The Wall Street meltdown continues and people are asking themselves “How come we have to pay $700 billion to bail out firms that collectively spend more than $700 billion every year paying their employees?” In recent decades Wall Street has grown from 6 percent of the U.S. economy to something like 10 percent, while providing the same basic menu of services: taking companies public, selling bonds, managing investments. The bailout angers taxpayers because anyone who can do arithmetic can see that more than $700 billion was taken out of Wall Street in the form of employee bonuses during the years of the real estate/mortgage bubble.

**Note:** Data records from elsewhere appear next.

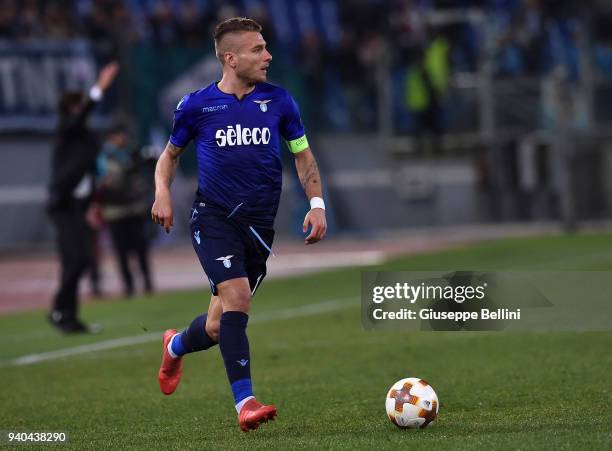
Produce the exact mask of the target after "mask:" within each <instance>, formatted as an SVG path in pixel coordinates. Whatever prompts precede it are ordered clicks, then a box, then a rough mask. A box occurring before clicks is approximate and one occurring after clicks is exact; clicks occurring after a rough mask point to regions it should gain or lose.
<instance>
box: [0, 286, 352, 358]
mask: <svg viewBox="0 0 612 451" xmlns="http://www.w3.org/2000/svg"><path fill="white" fill-rule="evenodd" d="M358 300H359V298H358V297H351V298H343V299H333V300H330V301H325V302H320V303H318V304H310V305H302V306H299V307H293V308H288V309H284V310H277V311H273V312H270V313H267V314H259V315H257V314H256V315H253V316H252V318H251V319H250V320H249V323H250V324H262V323H268V322H272V321H278V320H282V319H294V318H301V317H304V316H311V315H318V314H319V313H325V312H332V311H335V310H340V309H343V308H346V307H349V306H354V305H359V304H357V303H356V301H358ZM162 334H163V331H161V332H151V333H148V334H145V335H132V336H130V337H122V338H114V339H112V340H105V341H99V342H97V343H89V344H85V345H80V346H74V347H71V348H64V349H58V350H56V351H49V352H42V353H40V354H29V355H24V356H21V357H17V358H15V359H13V360H10V361H8V362H7V363H6V364H4V365H0V366H3V367H11V366H25V365H32V364H35V363H39V362H46V361H49V360H57V359H61V358H64V357H72V356H75V355H81V354H88V353H90V352H97V351H106V350H108V349H116V348H121V347H124V346H132V345H136V344H142V343H149V342H153V341H157V340H160V339H161V336H162Z"/></svg>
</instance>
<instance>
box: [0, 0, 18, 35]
mask: <svg viewBox="0 0 612 451" xmlns="http://www.w3.org/2000/svg"><path fill="white" fill-rule="evenodd" d="M17 25H18V21H17V6H16V5H15V1H14V0H2V1H0V38H5V39H6V38H11V37H14V36H16V35H17V31H18V26H17Z"/></svg>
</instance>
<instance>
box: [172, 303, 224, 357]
mask: <svg viewBox="0 0 612 451" xmlns="http://www.w3.org/2000/svg"><path fill="white" fill-rule="evenodd" d="M207 317H208V314H207V313H204V314H203V315H200V316H198V317H197V318H195V319H194V320H193V321H192V322H191V324H190V325H189V327H188V328H186V329H185V330H184V331H182V332H181V333H180V334H178V335H176V336H175V337H174V339H173V340H172V352H174V353H175V354H176V355H177V356H181V355H185V354H189V353H191V352H198V351H204V350H205V349H208V348H211V347H213V346H214V345H216V344H217V342H216V341H215V340H213V339H212V338H210V336H209V335H208V334H207V333H206V329H205V328H204V327H205V326H206V318H207Z"/></svg>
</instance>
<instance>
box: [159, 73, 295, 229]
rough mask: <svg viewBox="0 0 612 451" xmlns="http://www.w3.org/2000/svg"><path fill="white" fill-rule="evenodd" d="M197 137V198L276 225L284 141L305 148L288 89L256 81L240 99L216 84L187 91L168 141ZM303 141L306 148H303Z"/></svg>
mask: <svg viewBox="0 0 612 451" xmlns="http://www.w3.org/2000/svg"><path fill="white" fill-rule="evenodd" d="M192 139H193V140H194V142H195V146H196V152H197V160H198V197H199V198H200V199H201V200H202V201H204V202H208V203H210V204H211V205H213V206H216V207H219V208H221V209H223V210H224V211H226V212H227V213H228V214H230V213H232V216H233V217H235V218H236V219H242V220H245V221H248V222H250V223H253V224H262V225H271V224H273V223H274V218H275V216H276V211H277V209H278V203H279V199H280V192H281V184H282V167H281V159H280V152H281V148H282V142H281V139H284V140H285V141H288V142H291V143H292V144H295V143H299V145H298V146H295V145H294V146H292V147H293V150H292V151H300V150H303V149H304V148H305V146H307V141H306V138H305V131H304V126H303V124H302V120H301V118H300V113H299V109H298V106H297V104H296V102H295V100H293V98H292V97H291V96H290V95H289V93H288V92H287V91H286V90H285V89H283V88H281V87H279V86H275V85H272V84H269V83H258V84H256V85H255V88H254V89H253V91H251V92H250V93H249V94H247V95H246V96H244V97H243V98H242V99H241V100H238V98H237V97H236V96H234V95H233V94H227V93H224V92H222V91H221V90H220V89H219V88H218V87H217V84H216V83H212V84H211V85H209V86H208V87H206V88H204V89H201V90H199V91H195V92H193V93H191V94H188V95H186V96H185V97H183V99H182V100H181V101H180V102H179V104H178V105H177V108H176V111H175V113H174V126H173V130H172V135H171V136H170V142H171V143H172V144H174V145H175V146H178V147H185V146H186V145H187V144H188V143H189V141H190V140H192ZM304 143H305V146H304Z"/></svg>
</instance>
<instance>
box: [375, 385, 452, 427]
mask: <svg viewBox="0 0 612 451" xmlns="http://www.w3.org/2000/svg"><path fill="white" fill-rule="evenodd" d="M439 407H440V403H439V402H438V395H436V392H435V391H434V389H433V387H432V386H431V385H429V383H428V382H426V381H424V380H423V379H419V378H416V377H409V378H406V379H401V380H399V381H397V382H396V383H395V384H393V385H392V386H391V388H390V389H389V391H388V392H387V399H386V400H385V408H386V409H387V415H388V416H389V419H390V420H391V422H392V423H393V424H395V425H396V426H397V427H399V428H411V429H416V428H425V427H427V426H429V425H430V424H431V423H432V422H433V421H434V420H435V419H436V417H437V416H438V409H439Z"/></svg>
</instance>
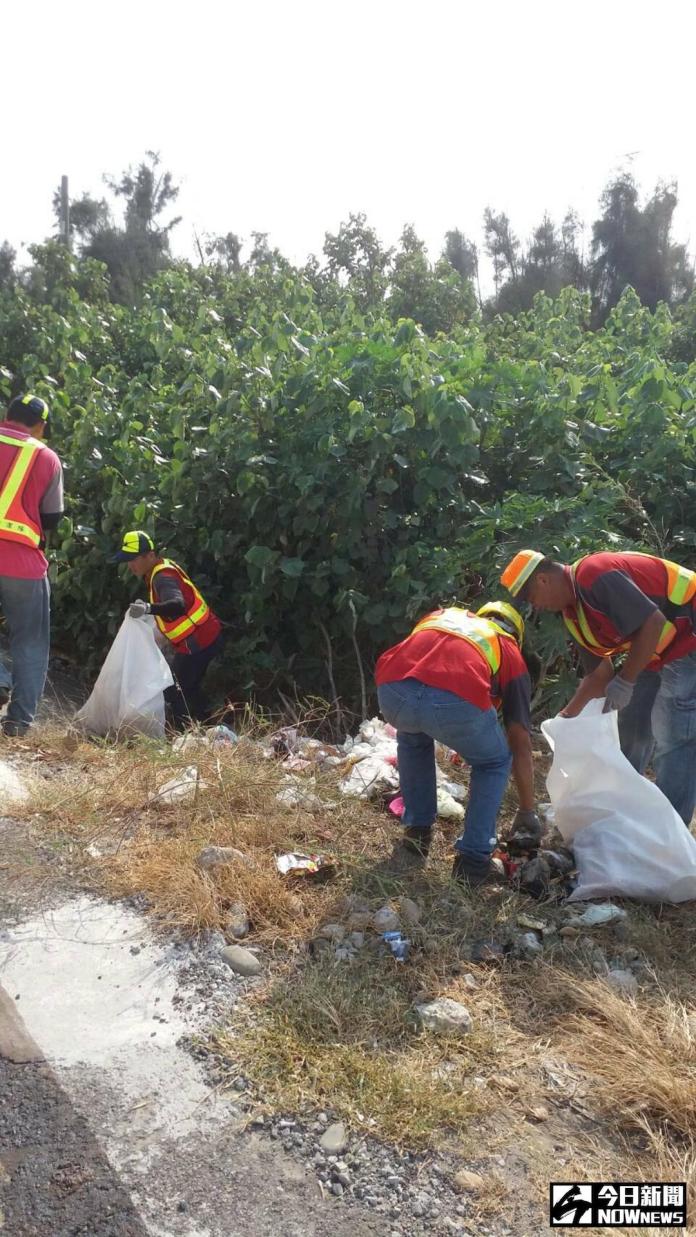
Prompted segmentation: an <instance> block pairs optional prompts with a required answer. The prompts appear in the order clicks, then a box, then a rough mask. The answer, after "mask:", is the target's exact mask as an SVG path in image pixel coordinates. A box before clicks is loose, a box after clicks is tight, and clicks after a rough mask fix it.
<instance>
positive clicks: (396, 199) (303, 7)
mask: <svg viewBox="0 0 696 1237" xmlns="http://www.w3.org/2000/svg"><path fill="white" fill-rule="evenodd" d="M2 7H4V11H2V33H4V38H2V42H4V57H2V61H4V63H2V69H1V84H2V114H4V124H2V147H4V160H2V168H4V182H5V183H4V186H2V193H1V198H0V241H1V240H2V239H5V238H6V239H7V240H10V241H11V244H12V245H14V246H15V247H16V249H20V246H21V245H22V244H27V242H31V241H33V240H38V239H41V238H43V236H45V235H46V234H47V233H48V231H49V230H51V228H52V215H51V195H52V192H53V188H54V187H56V186H57V184H58V182H59V178H61V174H62V173H67V174H68V176H69V179H70V194H72V195H75V197H77V195H79V194H80V193H82V192H84V190H89V192H91V193H96V194H100V193H101V192H103V186H101V174H103V173H104V172H111V173H119V172H120V171H122V169H124V168H125V167H126V166H127V165H129V163H134V162H137V161H138V158H140V157H141V156H142V153H143V152H145V151H146V150H148V148H151V150H156V151H159V153H161V156H162V160H163V163H164V166H166V167H168V168H171V169H172V172H173V173H174V176H176V178H177V179H178V181H179V182H180V186H182V192H180V197H179V203H178V212H177V213H180V214H182V215H183V216H184V218H183V223H182V224H180V225H179V226H178V229H177V230H176V233H174V236H173V247H174V251H176V252H179V254H185V255H190V254H192V252H193V229H194V226H195V228H197V229H198V231H199V233H206V231H210V233H224V231H229V230H232V231H236V233H239V234H240V235H241V236H244V238H247V236H248V235H250V233H251V231H252V230H257V231H267V233H269V236H271V241H272V242H273V244H276V245H278V246H279V247H281V249H282V250H283V252H284V254H286V255H287V256H288V257H291V259H293V260H295V261H297V260H303V259H304V257H305V256H307V255H308V254H309V252H310V251H314V252H319V251H320V249H321V244H323V238H324V233H325V231H326V230H331V231H334V230H336V228H337V226H339V224H340V221H341V220H342V219H346V218H347V214H349V212H351V210H354V212H355V210H365V212H366V214H367V216H368V220H370V221H371V223H372V224H373V225H375V226H376V228H377V230H378V233H380V234H381V236H382V238H383V240H384V241H387V242H394V241H396V240H397V238H398V235H399V233H401V229H402V226H403V225H404V223H413V224H414V225H415V229H417V231H418V233H419V234H420V235H422V236H423V238H424V239H425V240H427V242H428V245H429V247H430V250H431V252H433V254H436V252H438V251H439V249H440V246H441V241H443V235H444V233H445V231H446V230H448V229H450V228H461V229H462V230H464V231H465V233H466V234H467V235H470V236H471V238H472V239H475V240H476V241H480V240H481V218H482V214H483V209H485V207H486V205H488V204H490V205H491V207H493V209H497V210H507V212H508V214H509V215H511V219H512V221H513V226H514V229H516V230H517V231H518V234H520V235H522V236H527V235H528V233H529V231H530V229H532V228H533V225H534V224H535V223H537V221H538V220H539V219H540V216H541V214H543V213H544V210H546V209H548V210H549V212H550V213H551V215H554V216H556V218H558V219H560V218H561V216H562V214H564V213H565V210H566V208H567V207H569V205H572V207H575V208H576V209H577V210H579V212H580V213H581V214H582V215H584V216H585V219H586V220H588V221H591V220H592V218H593V215H595V212H596V205H597V198H598V194H600V192H601V188H602V186H603V184H605V182H606V179H607V177H608V174H609V173H612V172H613V171H616V169H617V168H618V167H619V166H626V162H627V156H632V157H633V163H632V166H633V171H634V173H635V174H637V177H638V178H639V181H640V182H642V184H643V187H644V188H645V189H651V188H653V187H654V183H655V181H656V179H659V178H665V179H673V178H674V179H676V181H677V182H679V193H680V208H679V215H677V219H676V234H677V238H679V239H680V240H686V241H690V242H694V244H692V249H696V235H695V234H696V226H695V225H696V160H695V157H694V146H695V141H694V114H695V103H694V63H692V62H694V35H695V28H696V17H695V12H696V10H695V6H694V4H691V2H684V4H682V2H675V0H661V2H660V4H654V2H653V4H645V2H644V0H633V2H624V0H602V2H596V0H582V2H577V0H576V2H572V4H571V2H567V0H555V2H550V0H528V2H523V0H517V2H509V0H497V2H496V0H487V2H478V0H452V2H444V0H423V2H420V4H414V2H412V0H398V2H397V0H370V2H366V0H350V2H345V0H323V2H319V0H294V2H292V0H291V2H288V0H286V2H277V0H266V2H263V0H261V2H260V0H256V2H255V4H248V2H244V4H242V2H240V0H236V2H235V0H227V2H225V0H221V2H220V4H213V2H210V0H198V2H195V4H192V2H190V0H189V2H187V4H183V2H179V0H168V2H167V4H164V2H162V0H140V2H134V0H119V4H114V5H98V4H94V0H91V2H89V4H87V2H83V0H68V4H66V5H58V4H56V2H54V0H52V2H45V0H33V2H23V4H17V2H11V0H6V4H5V5H4V6H2Z"/></svg>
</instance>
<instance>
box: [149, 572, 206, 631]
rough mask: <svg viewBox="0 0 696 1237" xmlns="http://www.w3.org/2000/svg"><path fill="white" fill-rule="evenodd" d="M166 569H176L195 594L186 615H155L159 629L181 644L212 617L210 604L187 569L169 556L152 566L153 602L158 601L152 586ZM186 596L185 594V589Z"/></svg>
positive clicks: (184, 581)
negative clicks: (177, 563) (153, 582)
mask: <svg viewBox="0 0 696 1237" xmlns="http://www.w3.org/2000/svg"><path fill="white" fill-rule="evenodd" d="M164 570H167V571H176V573H177V575H178V576H179V579H180V581H182V584H184V585H185V586H187V588H188V589H190V591H192V594H193V596H192V600H190V604H189V609H188V611H187V612H185V615H179V616H178V619H162V616H161V615H155V622H156V623H157V626H158V627H159V631H161V632H162V633H163V635H164V636H166V637H167V640H169V641H171V642H172V644H180V643H182V642H183V641H184V640H188V637H189V636H192V635H193V633H194V631H195V628H197V627H202V626H203V623H204V622H205V621H206V619H209V617H210V606H209V605H208V602H206V601H205V600H204V599H203V596H202V594H200V593H199V591H198V589H197V586H195V584H194V583H193V580H189V578H188V575H187V574H185V571H183V570H182V568H180V567H177V564H176V563H172V560H171V559H169V558H164V559H162V562H161V563H157V564H156V567H153V568H152V573H151V576H150V601H151V604H153V602H156V601H157V599H156V596H155V589H153V586H152V585H153V581H155V576H156V575H158V574H159V571H164ZM184 596H185V590H184Z"/></svg>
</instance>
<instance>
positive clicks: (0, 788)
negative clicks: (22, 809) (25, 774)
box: [0, 761, 28, 803]
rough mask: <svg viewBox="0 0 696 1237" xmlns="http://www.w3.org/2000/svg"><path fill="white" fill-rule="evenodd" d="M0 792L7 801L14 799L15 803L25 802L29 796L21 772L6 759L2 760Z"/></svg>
mask: <svg viewBox="0 0 696 1237" xmlns="http://www.w3.org/2000/svg"><path fill="white" fill-rule="evenodd" d="M0 794H1V795H2V799H4V802H5V803H6V802H7V800H10V799H14V802H15V803H23V800H25V799H26V798H27V797H28V790H27V788H26V785H25V784H23V782H22V779H21V778H20V776H19V773H15V769H14V768H12V766H11V764H7V762H6V761H0Z"/></svg>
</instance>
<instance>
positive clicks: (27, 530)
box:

The people who created the bubble, in many cases engaging in frauds of various kinds, were rewarded handsomely and are now relaxing in their Greenwich, Connecticut mansions deciding whether to take out the yacht or the private jet. Wall Street firms did not retain their exceptional profits during the years of fraud, but rather paid out almost all of it to the executives and rank-and-file employees who engineered the fraud. (Actually if they had retained some of these profits they wouldn’t be needing a bailout!)
The anger is easy to understand, but what is tough to understand is why the middleman’s share of the U.S. economy has grown so much. When houses were cheap and people lived in them for 20 years, the realtor’s 6 percent commission wasn’t a huge slice of the economy. Houses became very expensive and people flipped them quickly, which has raised realtor commissions to roughly $60 billion per year. We have a huge sector of the economy mostly doing stuff that wouldn’t need to be done if Americans would get a little more organized in their use of Google Maps and other Web sites (see this New York Times article on Madison, Wisconsin, where “for sale by owner” houses sold for about the same price as realtor-sold houses). The realtor commission was only the beginning of the feast for middlemen during the real estate bubble. Somehow Americans weren’t able to find mortgages on their own, so every town was filled with mortgage brokers making $100,000 to $150,000 per year. Local banks weren’t able to sell mortgages upstream without, apparently, giving tens of billions of dollars in fees every year to Wall Street firms.
The Internet was supposed to make markets more efficient, yet since the early 1990s, when Web access became universal, the American people have devoted an ever-larger share of their paychecks to middlemen.